Professor: Marek A. Perkowski, Electrical Engineering.

EE 479/579 Intelligent Robotics II (4).

CATALOG DATA - take from PSU catalog.

TEXTBOOKS:

The same textbooks as in last quarter for EE 478.
Philip John McKerrow, "Introduction to Robotics," Addison-Wesley Publishing Company, 1991.
Perkowski, slides and lecture notes, additional materials for projects.

COORDINATOR:

Marek A. Perkowski, Professor EE.

GOALS:

The course introduces techniques of image processing, computer vision, and planning that are used in robotics.
Combining ideas from computer architecture and AI is emphasized in projects and applications.
Students learn mobile robots, control, interfacing, planning, and using of various kinds of sensors.
Understanding of software/hardware tradeoffs is emphasized in a comprehensive group design project that includes both these components.
Students completing this course have a working knowledge of several advanced and applied concepts of intelligent robotics and are prepared to understand recent research and development results in this area.

PREREQUISITES BY TOPIC:

EE 478/578, or consent of the instructor.

TOPICS IN CATALOG:


1. Sensors. Computer vision hardware.

2. Low-level image processing; filtering, thinning, edge-detection, morphological processors, region growing.
Hardware and software.

3. Medium-level image processing; image transforms, image matching. Hardware and software.

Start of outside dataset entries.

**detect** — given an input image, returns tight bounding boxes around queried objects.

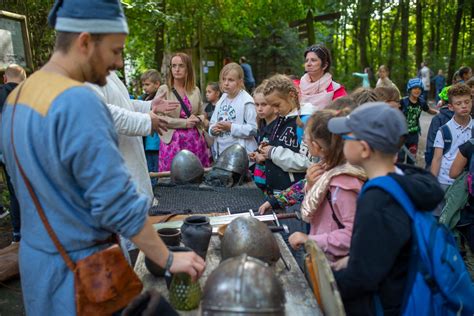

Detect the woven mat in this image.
[149,184,265,215]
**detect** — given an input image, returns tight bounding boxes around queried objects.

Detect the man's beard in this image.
[87,55,111,87]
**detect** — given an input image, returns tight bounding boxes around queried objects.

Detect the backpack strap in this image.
[439,124,454,155]
[326,189,346,229]
[360,176,415,220]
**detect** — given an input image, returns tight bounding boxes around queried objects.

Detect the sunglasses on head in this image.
[304,46,326,56]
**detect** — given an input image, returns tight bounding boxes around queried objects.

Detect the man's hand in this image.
[258,201,272,215]
[248,151,257,161]
[288,232,308,250]
[150,112,168,135]
[170,251,206,282]
[331,256,349,271]
[151,91,179,114]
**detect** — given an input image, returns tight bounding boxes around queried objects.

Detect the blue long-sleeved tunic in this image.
[1,71,149,315]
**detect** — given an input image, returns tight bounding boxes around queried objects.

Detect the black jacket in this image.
[335,166,444,316]
[0,82,18,111]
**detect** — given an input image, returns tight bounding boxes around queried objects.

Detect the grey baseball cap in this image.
[328,102,408,154]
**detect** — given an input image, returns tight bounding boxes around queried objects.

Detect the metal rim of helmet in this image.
[201,254,285,315]
[214,144,249,175]
[170,149,204,184]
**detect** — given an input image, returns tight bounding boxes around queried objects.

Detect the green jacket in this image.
[439,171,469,230]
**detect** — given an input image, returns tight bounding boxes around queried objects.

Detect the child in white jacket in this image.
[209,63,257,159]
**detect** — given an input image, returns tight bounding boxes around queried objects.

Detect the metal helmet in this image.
[221,216,281,264]
[171,149,204,184]
[214,144,249,176]
[201,254,285,316]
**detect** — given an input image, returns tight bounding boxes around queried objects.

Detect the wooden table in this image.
[135,234,322,316]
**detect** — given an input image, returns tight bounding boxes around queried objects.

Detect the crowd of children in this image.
[107,55,474,315]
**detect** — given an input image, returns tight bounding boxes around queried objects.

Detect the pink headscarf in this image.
[300,72,335,110]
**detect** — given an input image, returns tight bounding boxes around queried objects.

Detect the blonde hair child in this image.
[209,63,257,158]
[259,74,314,192]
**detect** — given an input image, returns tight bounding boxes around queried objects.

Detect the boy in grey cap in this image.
[328,103,443,315]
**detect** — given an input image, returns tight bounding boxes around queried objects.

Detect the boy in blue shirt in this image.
[328,102,443,315]
[140,69,161,186]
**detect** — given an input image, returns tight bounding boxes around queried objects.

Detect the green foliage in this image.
[0,0,474,89]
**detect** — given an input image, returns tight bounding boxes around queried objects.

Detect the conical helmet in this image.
[221,216,280,264]
[214,144,249,176]
[171,149,204,184]
[201,254,285,316]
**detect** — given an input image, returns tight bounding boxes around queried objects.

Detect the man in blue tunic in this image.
[1,0,205,315]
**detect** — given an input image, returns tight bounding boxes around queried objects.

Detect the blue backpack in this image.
[361,176,474,316]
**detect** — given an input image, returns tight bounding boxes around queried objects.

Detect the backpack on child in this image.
[467,136,474,196]
[360,176,474,315]
[439,124,474,155]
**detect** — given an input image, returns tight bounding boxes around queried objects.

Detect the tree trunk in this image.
[342,9,349,73]
[467,3,474,56]
[399,0,410,84]
[352,15,359,70]
[388,2,401,69]
[378,0,385,66]
[358,0,372,69]
[435,0,442,56]
[415,0,423,69]
[448,0,464,84]
[428,5,436,56]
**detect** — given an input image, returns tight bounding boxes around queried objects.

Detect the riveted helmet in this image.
[214,144,249,176]
[170,149,204,184]
[221,216,281,264]
[201,254,285,316]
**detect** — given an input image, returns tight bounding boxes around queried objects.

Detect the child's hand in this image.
[211,124,222,135]
[216,121,232,132]
[288,232,308,250]
[255,153,267,163]
[258,201,272,215]
[331,256,349,271]
[186,116,199,128]
[305,163,326,191]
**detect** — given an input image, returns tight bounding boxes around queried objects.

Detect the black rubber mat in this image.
[149,184,265,215]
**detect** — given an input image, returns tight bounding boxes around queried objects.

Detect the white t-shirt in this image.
[433,117,473,185]
[420,66,431,91]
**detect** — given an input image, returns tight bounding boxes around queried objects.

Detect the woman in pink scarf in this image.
[300,45,347,110]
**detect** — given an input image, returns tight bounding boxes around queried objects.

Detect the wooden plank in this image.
[135,234,322,315]
[313,12,341,22]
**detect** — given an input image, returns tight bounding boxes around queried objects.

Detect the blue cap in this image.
[328,102,408,154]
[407,78,425,92]
[48,0,128,34]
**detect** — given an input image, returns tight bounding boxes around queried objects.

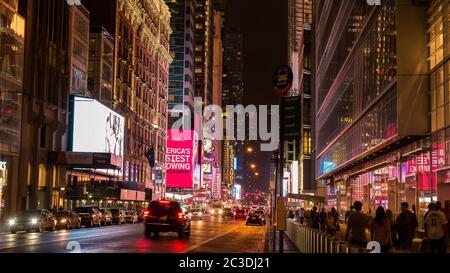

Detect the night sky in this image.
[225,0,288,192]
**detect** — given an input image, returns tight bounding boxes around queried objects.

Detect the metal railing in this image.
[285,219,369,253]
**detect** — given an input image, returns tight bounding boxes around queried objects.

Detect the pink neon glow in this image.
[166,130,195,188]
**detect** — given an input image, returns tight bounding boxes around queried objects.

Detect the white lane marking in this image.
[184,226,241,253]
[0,225,139,250]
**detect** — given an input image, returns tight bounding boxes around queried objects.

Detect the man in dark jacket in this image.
[395,202,419,250]
[309,206,320,229]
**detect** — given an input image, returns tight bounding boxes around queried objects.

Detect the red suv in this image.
[144,201,191,239]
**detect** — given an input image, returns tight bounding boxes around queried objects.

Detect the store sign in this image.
[120,189,137,201]
[166,130,195,188]
[0,161,6,171]
[136,191,145,201]
[70,97,125,157]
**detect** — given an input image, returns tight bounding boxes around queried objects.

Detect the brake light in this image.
[144,209,150,218]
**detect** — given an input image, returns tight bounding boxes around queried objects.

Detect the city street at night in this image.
[0,218,265,253]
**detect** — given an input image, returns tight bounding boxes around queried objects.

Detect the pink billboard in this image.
[166,129,196,188]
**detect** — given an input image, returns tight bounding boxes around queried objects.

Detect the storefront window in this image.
[0,157,9,220]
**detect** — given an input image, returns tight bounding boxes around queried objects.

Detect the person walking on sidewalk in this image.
[326,207,339,235]
[344,206,355,224]
[444,200,450,252]
[395,202,419,250]
[370,206,392,253]
[386,209,398,247]
[345,201,369,248]
[425,202,448,253]
[309,206,320,229]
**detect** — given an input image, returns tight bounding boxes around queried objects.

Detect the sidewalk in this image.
[0,222,9,234]
[264,225,300,253]
[336,223,422,253]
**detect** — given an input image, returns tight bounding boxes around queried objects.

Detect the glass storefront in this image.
[327,131,450,229]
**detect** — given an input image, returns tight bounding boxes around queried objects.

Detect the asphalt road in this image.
[0,217,265,253]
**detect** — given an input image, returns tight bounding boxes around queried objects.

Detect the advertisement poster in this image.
[72,97,125,157]
[166,130,195,188]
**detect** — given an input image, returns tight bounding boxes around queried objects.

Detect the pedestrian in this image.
[320,208,327,232]
[423,203,434,221]
[345,201,369,248]
[370,206,392,253]
[289,209,294,219]
[395,202,419,250]
[425,202,448,253]
[444,200,450,253]
[299,208,306,225]
[344,205,355,224]
[309,206,319,229]
[386,209,398,247]
[326,207,338,235]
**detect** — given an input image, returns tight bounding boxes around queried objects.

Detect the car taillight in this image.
[144,209,150,217]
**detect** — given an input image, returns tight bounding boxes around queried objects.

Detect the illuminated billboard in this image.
[231,184,242,200]
[166,130,195,188]
[71,97,125,157]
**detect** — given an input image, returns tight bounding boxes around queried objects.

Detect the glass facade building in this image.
[0,0,25,219]
[166,0,195,117]
[314,0,450,229]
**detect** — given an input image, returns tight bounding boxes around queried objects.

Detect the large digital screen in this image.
[166,129,195,188]
[72,97,125,157]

4. Robotic computer vision, use of AI techniques.  Hardware and software.

5. Mobile robots ; guidance systems, path planning, collision avoidance. Use of reasoning and learning.

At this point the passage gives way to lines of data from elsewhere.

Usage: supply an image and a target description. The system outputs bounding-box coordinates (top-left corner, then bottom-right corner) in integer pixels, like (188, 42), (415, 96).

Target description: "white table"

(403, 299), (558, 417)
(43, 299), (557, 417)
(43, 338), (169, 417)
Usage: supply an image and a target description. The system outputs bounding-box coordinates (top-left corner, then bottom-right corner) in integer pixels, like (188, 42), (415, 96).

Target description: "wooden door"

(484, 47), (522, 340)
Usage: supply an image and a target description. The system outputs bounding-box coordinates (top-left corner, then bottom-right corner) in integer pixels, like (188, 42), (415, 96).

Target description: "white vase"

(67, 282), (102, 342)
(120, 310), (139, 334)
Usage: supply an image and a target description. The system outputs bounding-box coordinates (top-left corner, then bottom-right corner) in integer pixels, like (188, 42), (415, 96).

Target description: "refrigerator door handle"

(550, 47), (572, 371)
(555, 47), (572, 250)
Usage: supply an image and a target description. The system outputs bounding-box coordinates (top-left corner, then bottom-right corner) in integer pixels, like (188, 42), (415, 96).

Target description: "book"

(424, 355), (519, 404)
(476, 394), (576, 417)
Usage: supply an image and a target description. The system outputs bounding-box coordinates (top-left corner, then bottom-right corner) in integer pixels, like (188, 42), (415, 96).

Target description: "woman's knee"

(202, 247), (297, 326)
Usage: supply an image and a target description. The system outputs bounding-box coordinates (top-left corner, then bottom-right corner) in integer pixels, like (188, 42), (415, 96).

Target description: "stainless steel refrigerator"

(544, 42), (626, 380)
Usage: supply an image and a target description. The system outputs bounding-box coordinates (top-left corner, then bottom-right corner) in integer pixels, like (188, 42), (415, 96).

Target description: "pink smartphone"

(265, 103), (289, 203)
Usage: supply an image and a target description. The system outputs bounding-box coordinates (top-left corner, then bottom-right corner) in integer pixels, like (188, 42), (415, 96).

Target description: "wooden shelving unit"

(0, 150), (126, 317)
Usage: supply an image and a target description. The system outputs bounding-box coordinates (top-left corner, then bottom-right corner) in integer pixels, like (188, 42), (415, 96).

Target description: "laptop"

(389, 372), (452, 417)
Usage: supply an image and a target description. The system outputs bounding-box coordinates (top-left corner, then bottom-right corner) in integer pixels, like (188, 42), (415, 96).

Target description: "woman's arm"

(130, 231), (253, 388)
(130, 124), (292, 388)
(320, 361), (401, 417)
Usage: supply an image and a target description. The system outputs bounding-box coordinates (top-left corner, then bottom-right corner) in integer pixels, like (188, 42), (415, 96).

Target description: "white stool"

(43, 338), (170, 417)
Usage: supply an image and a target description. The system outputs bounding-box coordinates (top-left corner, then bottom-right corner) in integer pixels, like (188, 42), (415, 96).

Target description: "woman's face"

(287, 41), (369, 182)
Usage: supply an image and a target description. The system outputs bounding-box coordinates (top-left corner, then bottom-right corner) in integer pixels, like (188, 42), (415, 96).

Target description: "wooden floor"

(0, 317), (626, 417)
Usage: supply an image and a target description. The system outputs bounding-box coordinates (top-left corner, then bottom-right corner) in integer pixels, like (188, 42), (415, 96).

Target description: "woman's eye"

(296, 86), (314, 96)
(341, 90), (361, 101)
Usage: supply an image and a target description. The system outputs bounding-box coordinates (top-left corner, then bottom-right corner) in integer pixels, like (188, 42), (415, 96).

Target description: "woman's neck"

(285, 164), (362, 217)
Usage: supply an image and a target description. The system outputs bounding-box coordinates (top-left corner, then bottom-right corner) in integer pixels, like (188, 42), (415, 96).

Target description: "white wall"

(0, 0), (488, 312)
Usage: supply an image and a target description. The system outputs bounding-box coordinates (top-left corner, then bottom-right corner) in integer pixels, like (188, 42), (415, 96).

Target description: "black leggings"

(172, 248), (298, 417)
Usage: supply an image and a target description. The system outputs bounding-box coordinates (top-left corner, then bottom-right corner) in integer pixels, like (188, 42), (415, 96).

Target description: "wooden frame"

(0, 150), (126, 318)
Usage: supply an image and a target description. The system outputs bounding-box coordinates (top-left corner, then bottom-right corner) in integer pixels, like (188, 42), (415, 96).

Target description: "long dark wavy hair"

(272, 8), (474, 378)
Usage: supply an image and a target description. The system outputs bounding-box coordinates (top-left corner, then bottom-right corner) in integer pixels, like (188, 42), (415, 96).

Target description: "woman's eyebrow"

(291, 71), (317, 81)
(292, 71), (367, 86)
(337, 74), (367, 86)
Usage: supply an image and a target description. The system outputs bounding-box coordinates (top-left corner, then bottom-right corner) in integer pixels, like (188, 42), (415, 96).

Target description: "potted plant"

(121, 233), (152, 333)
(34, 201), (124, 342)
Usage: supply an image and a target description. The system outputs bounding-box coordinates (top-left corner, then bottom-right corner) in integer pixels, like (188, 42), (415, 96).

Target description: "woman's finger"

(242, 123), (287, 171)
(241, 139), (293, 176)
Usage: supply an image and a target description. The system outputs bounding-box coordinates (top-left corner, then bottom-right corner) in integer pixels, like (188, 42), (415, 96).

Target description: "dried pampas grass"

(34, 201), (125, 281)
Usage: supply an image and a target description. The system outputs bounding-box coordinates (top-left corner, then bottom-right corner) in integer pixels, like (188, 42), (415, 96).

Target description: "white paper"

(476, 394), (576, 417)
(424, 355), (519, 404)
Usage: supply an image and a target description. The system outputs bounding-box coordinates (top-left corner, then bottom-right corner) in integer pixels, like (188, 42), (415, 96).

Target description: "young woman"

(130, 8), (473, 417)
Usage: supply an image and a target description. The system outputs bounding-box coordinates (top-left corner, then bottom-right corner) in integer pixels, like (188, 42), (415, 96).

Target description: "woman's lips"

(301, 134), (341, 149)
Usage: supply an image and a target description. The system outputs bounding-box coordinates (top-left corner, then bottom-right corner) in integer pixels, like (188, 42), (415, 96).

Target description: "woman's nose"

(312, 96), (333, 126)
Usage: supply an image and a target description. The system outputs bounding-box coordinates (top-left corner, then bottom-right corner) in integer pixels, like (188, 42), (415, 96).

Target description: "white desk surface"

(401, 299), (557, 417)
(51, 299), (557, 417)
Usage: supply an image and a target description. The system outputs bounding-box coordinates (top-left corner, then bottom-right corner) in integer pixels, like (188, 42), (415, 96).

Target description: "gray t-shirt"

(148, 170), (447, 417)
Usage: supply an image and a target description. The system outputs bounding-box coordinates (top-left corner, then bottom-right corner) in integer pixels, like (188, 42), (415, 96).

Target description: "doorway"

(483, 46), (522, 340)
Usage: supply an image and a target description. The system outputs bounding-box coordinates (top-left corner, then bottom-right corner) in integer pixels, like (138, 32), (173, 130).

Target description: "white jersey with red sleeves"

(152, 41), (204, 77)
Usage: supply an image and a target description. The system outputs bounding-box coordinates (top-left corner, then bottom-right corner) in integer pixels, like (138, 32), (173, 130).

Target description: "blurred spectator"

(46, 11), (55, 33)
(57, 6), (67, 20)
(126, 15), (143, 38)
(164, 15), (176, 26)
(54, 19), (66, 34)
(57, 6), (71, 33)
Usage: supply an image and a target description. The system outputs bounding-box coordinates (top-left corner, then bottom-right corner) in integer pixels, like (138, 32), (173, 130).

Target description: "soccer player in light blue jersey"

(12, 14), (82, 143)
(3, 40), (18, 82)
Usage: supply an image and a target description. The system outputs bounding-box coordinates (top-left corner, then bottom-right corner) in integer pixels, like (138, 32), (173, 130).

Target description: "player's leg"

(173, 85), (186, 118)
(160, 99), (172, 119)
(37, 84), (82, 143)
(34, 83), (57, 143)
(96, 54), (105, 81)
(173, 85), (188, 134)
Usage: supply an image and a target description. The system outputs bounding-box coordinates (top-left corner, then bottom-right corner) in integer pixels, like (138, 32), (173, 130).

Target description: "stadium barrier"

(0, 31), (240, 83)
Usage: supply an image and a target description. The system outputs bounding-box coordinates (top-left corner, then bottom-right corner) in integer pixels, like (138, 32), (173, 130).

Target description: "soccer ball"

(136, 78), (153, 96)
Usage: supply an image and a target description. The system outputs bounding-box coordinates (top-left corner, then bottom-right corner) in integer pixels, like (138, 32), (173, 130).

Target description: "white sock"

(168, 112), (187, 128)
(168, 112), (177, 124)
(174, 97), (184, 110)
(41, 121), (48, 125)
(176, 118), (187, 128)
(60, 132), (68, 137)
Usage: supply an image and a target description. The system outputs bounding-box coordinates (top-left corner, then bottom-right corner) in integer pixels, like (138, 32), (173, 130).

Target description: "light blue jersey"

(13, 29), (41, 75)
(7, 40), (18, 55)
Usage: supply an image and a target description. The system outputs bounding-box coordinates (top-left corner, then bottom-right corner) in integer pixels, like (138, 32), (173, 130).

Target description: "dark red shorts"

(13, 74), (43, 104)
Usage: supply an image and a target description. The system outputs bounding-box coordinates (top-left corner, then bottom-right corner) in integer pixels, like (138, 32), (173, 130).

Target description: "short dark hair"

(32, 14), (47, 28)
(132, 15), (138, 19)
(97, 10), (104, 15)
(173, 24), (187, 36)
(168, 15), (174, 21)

6. Task planning, robot languages. 

7. Robot programming.

8. Interfacing.

9. Computer architectures for vision and robotics, available solutions and components. Recent research.

10. Robots in health care. 

11. Robots in manufacturing. Manufacturing inspection and integrated systems. Combinatorial problems.

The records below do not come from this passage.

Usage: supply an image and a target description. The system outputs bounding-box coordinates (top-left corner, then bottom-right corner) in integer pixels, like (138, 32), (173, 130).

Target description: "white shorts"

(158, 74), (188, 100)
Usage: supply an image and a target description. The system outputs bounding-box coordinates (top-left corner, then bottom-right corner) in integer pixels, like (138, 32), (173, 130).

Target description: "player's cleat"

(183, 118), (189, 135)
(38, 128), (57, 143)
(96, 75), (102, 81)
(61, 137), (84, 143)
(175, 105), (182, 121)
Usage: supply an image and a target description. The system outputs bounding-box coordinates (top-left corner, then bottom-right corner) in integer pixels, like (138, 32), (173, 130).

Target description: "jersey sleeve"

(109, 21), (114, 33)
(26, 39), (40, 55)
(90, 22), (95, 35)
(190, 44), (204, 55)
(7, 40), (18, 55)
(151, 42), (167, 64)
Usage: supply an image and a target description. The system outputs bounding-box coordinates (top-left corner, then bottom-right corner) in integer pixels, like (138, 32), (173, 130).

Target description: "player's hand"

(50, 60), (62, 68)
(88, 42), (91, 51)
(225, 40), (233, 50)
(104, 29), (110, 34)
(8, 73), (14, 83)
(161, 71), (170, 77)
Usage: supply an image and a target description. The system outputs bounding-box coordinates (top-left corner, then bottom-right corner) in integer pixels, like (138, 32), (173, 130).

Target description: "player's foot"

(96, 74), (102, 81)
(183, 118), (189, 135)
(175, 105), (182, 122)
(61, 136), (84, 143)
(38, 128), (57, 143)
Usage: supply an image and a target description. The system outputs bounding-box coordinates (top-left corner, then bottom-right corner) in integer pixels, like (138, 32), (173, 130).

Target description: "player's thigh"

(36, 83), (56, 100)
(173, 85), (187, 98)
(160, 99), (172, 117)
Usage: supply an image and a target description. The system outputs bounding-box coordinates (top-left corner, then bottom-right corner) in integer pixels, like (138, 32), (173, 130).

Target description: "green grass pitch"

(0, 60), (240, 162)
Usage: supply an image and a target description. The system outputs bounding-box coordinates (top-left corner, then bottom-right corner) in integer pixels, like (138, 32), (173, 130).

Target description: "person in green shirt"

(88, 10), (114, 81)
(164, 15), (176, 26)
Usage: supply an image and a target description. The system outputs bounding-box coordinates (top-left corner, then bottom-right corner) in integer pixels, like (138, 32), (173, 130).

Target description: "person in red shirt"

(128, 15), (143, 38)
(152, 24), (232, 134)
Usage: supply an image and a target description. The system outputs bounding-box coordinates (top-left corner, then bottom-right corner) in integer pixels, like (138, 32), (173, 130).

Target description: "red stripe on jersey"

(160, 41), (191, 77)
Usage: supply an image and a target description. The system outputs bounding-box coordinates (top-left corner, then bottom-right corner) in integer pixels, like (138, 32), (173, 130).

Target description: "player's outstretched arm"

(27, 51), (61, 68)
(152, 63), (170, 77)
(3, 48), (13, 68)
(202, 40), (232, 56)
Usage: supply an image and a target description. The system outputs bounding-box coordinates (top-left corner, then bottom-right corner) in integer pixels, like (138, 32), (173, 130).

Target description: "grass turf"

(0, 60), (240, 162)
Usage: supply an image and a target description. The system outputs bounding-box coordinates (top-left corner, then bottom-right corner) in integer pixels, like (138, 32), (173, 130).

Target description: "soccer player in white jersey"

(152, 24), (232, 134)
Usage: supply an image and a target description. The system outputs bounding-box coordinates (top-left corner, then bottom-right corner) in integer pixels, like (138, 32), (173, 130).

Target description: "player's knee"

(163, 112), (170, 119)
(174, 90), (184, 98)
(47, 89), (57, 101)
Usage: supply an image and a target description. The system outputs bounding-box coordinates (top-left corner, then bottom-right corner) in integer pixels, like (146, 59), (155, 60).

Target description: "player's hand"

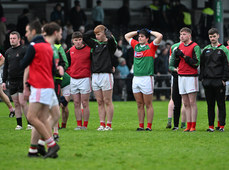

(57, 66), (64, 76)
(175, 48), (184, 57)
(145, 28), (152, 34)
(2, 83), (6, 90)
(23, 86), (30, 101)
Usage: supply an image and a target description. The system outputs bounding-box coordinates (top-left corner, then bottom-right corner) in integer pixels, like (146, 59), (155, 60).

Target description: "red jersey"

(178, 42), (198, 75)
(20, 36), (55, 89)
(67, 45), (91, 79)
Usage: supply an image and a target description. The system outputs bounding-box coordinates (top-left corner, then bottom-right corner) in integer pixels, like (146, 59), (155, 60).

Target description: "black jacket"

(199, 44), (229, 87)
(83, 30), (118, 73)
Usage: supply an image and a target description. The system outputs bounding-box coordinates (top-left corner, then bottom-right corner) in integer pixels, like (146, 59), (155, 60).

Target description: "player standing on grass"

(2, 31), (32, 130)
(83, 25), (118, 131)
(21, 23), (63, 158)
(67, 31), (91, 130)
(174, 27), (201, 132)
(200, 28), (229, 132)
(0, 53), (15, 117)
(169, 42), (186, 131)
(125, 29), (163, 131)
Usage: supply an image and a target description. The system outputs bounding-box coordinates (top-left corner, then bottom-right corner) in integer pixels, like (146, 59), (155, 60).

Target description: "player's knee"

(60, 96), (68, 107)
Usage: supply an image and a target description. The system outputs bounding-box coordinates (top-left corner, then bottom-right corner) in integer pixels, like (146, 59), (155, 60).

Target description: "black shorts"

(9, 79), (23, 95)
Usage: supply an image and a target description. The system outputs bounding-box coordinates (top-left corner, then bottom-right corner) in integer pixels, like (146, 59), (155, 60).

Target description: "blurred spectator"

12. Discussion of projects and assignments. System integration.

LAB PROJECTS:

The projects vary from year to year and include: designing and testing specialized computer architectures using Field Programmable Gate Arrays or microcontrollers, writing image processing, path planning, movement/sensor controlling programs, sensor integration. The programs include: image processing, path planning, obstacle avoidance, movement planning, sensor integration. The design projects include specialized computers for solving logic problems, image matching, convolvers, sonar controller, stepper motor controller.

COMPUTER USAGE:

Students use the departmental network of Sun workstations and PC-based computers to solve various problems. Several projects are also related to PSUBOT - a PC-based wheelchair robot designed in our department.

ESTIMATED CONTENT:

Engineering Science: 2 credits or 50%.
Engineering Design: 2 credits or 50%.

Additional information.

I use also the book from Winter quarter in this class as well as my additional notes are available to students in "Smart Copy". The notes include also all projects and project-related reading materials.
The students have to write programs and essays that are emailed to me on a weekly basis. In addition, students work on a comprehensive group project. This project differs from year to year, and usually takes more than one quarter.
This year there are two groups of projects:
- image processing and computer vision of color camera images for mobile robotics applications.
- machine learning by logic decomposition and composition methods.

Base of the grade:

Homeworks and exams: 30 %
Individual project reports and programming assignments: 30 %
Oral presentation of student's research in class: 20 %
Group projects and written group reports: 20 %

MORE DETAILED INFORMATION.

 Sensors.  Touch sensors, magnetic sensors, optical sensors,
infrared sensors, sonars. Control of sonars.
Complete Sonar-Based Imaging system for PSUBOT (PSU robotic wheelchair)
- hardware and software. 
 Computer vision hardware. 
Cameras. Image grabber, look-up table architecture.
Complete imaging system of PSUBOT.

 Low-level image processing.  
Noise removal techniques, Convolution-based methods, Sobel, Prewitt and other linear
filters, dilation, erosion, 
 morphological operations and filtering.  
Discussion of median filtering. Approaches to thinning lines. Labeling.
Fast algorithms for region growing and manipulation.
Methods for edge detection. Hierarchical approaches, hardware realizations.
Programming assignments in C. Integration of tools. Application-related exercises.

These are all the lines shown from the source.